Он шел с поля в некотором довольстве, не столько из-за того, что скосил луг, сколько из-за того, что был голоден как волк, а впереди маячила каша. Он ощущал голод во всем теле, как будто луг не силы из него вытянул, а только высосал сытость. Он любил чувствовать себя голодным, пустым, почти больным с голоду, потому что предвкушал, как свернет этому голоду шею. Он лелеял в себе это чувство отощания, он разжигал его, науськивал по дороге, как собаку, чтобы оно не отстало, он расставлял перед ним полные тарелки каши, залитой топленым жиром со шкварками, пока распаленный голод не начинал кусаться. Может быть, отец и не стал бы так дразнить себя, если бы не ждал на обед именно каши.
Минутой раньше, когда он переступил порог дома и увидел, что обед еще не готов, он ощутил такое разочарование, что вмиг обессилел, даже цыкнуть на мать ему не захотелось, он просто плюхнулся на порог.

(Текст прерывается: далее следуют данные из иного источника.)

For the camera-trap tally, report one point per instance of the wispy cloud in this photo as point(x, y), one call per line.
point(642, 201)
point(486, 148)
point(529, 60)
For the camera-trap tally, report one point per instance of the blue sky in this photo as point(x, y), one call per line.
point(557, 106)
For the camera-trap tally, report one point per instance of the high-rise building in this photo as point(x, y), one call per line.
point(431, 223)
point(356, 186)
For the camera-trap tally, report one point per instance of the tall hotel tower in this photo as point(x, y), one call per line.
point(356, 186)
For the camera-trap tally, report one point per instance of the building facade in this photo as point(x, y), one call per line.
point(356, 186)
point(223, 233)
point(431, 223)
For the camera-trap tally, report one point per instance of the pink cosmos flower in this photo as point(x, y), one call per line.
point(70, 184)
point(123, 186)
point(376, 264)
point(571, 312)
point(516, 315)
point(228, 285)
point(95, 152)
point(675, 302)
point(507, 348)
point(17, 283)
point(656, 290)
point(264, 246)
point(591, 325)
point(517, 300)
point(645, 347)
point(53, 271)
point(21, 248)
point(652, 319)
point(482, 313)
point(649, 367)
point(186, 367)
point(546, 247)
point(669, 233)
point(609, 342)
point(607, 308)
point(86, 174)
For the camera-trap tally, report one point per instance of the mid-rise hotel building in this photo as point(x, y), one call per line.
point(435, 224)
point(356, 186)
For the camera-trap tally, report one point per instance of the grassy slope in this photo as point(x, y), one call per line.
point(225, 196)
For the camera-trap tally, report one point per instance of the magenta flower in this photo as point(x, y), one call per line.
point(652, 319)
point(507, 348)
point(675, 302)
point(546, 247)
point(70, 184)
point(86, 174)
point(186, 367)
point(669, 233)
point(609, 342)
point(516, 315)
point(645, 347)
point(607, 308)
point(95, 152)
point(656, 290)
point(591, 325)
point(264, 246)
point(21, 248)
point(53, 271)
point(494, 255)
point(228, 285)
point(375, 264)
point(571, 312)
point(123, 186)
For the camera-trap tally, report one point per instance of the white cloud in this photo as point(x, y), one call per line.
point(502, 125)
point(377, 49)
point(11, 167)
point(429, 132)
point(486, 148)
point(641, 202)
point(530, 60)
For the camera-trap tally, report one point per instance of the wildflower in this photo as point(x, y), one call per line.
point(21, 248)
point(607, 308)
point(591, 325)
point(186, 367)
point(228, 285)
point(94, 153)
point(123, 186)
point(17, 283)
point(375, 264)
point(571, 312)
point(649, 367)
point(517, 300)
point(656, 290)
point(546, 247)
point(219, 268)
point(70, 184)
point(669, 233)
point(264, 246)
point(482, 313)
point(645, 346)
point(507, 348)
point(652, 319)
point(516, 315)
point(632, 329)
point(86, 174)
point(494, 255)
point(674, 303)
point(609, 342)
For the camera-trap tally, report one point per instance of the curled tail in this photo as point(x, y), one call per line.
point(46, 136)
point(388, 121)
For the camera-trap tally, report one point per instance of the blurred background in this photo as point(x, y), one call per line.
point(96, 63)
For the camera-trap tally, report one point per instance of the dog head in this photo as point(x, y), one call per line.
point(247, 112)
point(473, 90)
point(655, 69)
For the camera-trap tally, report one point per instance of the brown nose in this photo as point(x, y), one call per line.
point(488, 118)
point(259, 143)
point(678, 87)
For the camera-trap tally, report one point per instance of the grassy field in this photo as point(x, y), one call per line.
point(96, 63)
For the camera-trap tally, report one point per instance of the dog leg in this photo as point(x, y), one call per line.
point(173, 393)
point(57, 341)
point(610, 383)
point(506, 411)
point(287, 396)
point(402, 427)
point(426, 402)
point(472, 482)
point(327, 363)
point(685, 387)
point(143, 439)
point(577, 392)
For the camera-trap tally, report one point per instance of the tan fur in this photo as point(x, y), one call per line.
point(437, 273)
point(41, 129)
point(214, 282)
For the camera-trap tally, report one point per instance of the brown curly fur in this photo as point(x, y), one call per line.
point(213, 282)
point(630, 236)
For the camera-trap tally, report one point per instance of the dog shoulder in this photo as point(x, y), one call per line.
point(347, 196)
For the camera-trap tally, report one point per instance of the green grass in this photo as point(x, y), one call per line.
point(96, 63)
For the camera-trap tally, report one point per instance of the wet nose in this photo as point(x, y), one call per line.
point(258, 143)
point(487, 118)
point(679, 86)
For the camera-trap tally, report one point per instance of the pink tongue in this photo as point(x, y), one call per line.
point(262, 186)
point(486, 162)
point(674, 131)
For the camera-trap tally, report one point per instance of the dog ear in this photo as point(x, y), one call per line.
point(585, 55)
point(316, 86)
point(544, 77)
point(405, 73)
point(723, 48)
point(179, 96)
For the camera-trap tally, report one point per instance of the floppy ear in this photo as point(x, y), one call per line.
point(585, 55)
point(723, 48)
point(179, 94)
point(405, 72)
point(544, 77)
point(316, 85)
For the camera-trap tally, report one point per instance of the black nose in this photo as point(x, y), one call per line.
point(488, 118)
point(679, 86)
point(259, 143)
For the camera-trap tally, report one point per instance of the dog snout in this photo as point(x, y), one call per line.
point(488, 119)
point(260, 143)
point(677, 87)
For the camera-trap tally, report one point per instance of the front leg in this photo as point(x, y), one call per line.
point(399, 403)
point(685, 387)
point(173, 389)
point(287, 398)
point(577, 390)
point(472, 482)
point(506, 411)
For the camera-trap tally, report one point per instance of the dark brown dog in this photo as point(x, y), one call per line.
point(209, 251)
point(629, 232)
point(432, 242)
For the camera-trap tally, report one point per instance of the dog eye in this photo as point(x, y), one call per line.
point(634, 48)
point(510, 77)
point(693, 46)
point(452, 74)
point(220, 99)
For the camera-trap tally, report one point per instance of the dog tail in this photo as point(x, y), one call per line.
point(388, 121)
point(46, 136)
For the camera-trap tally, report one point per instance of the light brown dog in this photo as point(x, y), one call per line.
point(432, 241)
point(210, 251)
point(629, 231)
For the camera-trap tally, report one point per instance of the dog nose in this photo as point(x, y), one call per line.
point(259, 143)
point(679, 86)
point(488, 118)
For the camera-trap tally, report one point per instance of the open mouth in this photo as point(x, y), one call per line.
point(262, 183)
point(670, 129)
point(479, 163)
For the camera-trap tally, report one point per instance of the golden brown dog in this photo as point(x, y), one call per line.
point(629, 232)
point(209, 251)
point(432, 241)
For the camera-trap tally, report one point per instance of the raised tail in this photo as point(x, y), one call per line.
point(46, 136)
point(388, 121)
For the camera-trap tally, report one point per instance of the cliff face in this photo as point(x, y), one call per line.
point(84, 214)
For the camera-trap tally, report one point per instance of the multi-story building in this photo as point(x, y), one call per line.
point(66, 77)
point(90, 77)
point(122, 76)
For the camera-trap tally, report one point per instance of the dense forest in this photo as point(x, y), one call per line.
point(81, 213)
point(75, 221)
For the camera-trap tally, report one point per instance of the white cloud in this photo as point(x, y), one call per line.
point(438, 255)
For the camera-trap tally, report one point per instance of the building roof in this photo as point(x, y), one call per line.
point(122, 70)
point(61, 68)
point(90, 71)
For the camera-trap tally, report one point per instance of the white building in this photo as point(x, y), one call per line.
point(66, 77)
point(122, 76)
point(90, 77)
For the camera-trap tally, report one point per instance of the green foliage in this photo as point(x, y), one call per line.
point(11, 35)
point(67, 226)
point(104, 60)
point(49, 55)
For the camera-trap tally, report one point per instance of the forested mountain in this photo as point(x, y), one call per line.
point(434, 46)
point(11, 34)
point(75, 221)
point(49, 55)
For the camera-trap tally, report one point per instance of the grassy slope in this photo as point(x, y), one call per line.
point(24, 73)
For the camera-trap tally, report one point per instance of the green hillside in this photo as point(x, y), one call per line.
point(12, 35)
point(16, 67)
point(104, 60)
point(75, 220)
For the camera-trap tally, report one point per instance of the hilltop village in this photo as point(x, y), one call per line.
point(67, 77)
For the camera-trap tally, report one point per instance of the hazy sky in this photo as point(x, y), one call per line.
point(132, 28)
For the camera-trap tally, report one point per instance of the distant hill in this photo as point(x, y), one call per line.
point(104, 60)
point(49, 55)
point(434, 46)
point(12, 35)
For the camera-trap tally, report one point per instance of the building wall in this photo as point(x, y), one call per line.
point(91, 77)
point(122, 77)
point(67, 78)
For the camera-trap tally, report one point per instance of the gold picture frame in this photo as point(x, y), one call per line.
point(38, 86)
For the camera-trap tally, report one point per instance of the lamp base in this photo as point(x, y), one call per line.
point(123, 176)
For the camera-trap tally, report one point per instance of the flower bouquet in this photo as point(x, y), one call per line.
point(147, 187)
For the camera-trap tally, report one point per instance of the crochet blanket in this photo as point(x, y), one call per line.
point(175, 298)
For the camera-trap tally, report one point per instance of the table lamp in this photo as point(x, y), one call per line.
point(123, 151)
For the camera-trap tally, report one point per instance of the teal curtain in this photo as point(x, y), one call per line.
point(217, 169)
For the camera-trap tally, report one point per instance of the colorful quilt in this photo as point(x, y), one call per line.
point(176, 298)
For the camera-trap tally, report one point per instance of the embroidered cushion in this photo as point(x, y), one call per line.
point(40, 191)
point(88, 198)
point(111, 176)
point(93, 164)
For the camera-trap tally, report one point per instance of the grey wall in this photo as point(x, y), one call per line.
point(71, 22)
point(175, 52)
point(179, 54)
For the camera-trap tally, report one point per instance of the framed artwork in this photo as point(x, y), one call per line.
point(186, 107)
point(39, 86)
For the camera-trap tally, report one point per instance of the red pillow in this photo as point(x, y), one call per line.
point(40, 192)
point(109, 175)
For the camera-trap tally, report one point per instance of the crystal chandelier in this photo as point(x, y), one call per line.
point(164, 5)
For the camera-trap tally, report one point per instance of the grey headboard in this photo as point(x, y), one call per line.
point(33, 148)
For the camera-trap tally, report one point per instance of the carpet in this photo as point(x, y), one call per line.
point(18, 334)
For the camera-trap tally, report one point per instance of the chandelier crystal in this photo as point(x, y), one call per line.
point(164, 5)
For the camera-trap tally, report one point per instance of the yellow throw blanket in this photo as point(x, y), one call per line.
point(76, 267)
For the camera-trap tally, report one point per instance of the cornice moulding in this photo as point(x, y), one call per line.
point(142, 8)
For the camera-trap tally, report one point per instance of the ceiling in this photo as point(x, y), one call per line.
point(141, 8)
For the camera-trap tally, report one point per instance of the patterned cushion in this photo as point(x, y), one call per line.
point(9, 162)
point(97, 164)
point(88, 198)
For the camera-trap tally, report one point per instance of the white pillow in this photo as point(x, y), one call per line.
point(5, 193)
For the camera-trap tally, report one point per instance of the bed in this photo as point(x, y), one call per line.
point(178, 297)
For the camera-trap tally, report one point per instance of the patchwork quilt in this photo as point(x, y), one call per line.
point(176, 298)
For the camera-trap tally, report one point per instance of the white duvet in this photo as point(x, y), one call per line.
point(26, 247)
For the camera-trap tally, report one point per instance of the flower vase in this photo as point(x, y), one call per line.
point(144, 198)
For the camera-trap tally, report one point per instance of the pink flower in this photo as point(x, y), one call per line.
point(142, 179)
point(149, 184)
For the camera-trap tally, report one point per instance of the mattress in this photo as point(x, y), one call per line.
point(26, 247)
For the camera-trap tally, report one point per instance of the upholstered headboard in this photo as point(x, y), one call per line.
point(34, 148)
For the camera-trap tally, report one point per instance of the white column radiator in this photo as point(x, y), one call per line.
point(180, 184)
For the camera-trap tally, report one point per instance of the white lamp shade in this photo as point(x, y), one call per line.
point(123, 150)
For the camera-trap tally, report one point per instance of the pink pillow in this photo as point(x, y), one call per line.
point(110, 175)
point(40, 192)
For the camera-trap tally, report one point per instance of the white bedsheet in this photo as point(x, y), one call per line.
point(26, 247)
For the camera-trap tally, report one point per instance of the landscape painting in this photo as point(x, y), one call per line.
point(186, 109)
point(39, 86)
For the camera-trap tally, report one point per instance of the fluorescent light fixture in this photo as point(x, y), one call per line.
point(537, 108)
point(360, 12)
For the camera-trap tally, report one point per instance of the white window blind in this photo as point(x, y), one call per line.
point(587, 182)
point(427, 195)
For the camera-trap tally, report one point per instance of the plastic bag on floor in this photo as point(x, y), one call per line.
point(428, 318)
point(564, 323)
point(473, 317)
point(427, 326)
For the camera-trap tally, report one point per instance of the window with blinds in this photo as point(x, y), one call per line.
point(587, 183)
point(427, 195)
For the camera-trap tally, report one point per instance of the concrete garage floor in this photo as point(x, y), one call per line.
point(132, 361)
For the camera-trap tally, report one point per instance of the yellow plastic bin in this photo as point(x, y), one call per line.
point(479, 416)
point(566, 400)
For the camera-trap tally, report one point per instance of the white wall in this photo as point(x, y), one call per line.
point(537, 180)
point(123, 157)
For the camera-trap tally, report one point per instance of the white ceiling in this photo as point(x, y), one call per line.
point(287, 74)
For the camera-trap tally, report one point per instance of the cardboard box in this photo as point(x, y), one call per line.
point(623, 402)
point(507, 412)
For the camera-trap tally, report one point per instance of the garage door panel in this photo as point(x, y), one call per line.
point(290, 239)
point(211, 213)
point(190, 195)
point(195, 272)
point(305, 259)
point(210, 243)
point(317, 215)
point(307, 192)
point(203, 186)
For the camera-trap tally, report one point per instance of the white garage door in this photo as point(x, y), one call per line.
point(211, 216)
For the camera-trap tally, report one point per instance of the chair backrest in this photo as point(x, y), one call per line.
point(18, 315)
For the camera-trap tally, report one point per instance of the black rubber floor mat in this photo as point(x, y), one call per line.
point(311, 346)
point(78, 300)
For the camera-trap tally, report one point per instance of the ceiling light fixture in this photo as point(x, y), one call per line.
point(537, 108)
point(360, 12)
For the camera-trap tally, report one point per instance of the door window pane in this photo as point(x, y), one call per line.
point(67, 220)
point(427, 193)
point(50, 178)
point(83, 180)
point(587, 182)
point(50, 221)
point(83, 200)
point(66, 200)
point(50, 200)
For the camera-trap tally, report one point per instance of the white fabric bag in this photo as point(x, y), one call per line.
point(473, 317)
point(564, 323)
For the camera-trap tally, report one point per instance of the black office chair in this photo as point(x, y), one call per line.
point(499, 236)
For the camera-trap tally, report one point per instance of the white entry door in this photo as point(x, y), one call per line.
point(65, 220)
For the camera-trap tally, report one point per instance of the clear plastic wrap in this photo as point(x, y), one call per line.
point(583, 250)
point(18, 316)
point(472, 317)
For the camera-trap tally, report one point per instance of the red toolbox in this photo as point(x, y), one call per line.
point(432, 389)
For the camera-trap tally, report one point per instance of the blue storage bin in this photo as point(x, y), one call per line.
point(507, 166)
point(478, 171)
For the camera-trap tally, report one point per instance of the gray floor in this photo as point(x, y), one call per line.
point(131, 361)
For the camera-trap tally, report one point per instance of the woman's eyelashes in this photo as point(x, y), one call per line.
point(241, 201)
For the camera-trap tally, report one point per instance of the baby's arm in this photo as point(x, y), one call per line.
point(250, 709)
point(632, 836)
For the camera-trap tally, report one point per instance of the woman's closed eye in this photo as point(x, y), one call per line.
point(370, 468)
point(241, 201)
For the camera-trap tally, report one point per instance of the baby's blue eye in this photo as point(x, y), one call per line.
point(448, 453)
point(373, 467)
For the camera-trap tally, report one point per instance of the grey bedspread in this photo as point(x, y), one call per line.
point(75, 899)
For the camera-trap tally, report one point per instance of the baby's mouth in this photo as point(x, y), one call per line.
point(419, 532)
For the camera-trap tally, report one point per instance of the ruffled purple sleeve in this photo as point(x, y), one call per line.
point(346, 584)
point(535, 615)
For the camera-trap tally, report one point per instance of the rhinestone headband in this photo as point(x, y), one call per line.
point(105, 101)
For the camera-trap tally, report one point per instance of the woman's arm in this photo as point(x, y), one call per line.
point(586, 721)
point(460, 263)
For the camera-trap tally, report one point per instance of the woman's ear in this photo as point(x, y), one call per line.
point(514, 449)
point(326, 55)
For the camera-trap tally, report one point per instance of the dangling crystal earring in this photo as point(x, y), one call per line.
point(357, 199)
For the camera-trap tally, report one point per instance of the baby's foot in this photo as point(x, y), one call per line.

И вот этот его великий голод так легко его оставил. Отец со стыдом подумал, что придется теперь есть кашу и быть сытым и ленивым в такой момент жизни, когда и голодным-то чувствовать себя неловко. Он не мог себе простить, что шел домой голодный, довольный своим голодом, и не способен был надеяться ни на что, кроме каши со шкварками.
Он не стал ждать обеда. Он поднялся и вышел, хотя мать кричала ему, что сейчас несет. Он ходил некоторое время по двору, ища, куда бы пойти, и в конце концов забрел в хлев. Он подогнал корову к воде, подкинул ей травы, потом постоял у ее громадной башки, утонувшей в яслях, все гладил по шерсти. Он подумал, что понадобится ее как-нибудь вычистить, обобрать навоз, подрезать копыта, вообще его охватили угрызения совести, что корова у него до сих пор стояла неухоженной, и теперь он хотел ее вознаградить хоть лаской.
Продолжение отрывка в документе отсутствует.